Training/test data split is the simplest validation method. It involves removing a certain
percentage of the data (e.g. 20%) as a holdout dataset. The statistical analysis (e.g. the
training of a classification algorithm) is performed on the remaining data. The resulting
model is then tested on the hold-out dataset and only performance on this last part is
considered indicative of the ability of the model to generalize to new data. However, in
many cases and especially in the studies reviewed, the sample size is limited and the
training/test data split might seem an unreasonable loss of data on which to train a
statistical model and the test set might seem too small to reliably reflect generalizability
of the model. Cross-validation is a method developed to re-use all the data as training
material, while maintaining hold-out data. K-fold cross-validation consists in dividing the
dataset in k roughly equal parts (or folds). The model is then trained on all the data except
one fold and tested on that fold. This procedure is repeated for all folds. The performance
of the model is then estimated as the average of the performance on the k test folds.

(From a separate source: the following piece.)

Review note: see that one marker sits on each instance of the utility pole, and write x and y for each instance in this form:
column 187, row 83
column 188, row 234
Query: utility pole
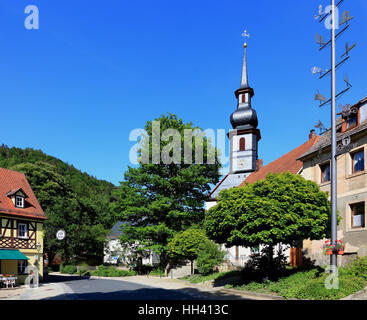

Leave-one-out cross-validation is a variant of k-fold cross-validation in which k is equal
to the number of data points. In other words, the model is trained on all data except for
one data point and the process is repeated for all data points. While Leave-One-Out
cross-validation is very popular, it is more prone to overfitting than k-fold crossvalidation with lower k (e.g. Friedman, J., Hastie, T., & Tibshirani, R., 2001. The
elements of statistical learning, Berlin: Springer).
Finally it should be noted that a good validation process should be applied to both feature
selection and classification (or score prediction) and that it should respect the structure of
the data (so that in presence of more than one vocalization from the same participants,
they are not present in both training and test sets).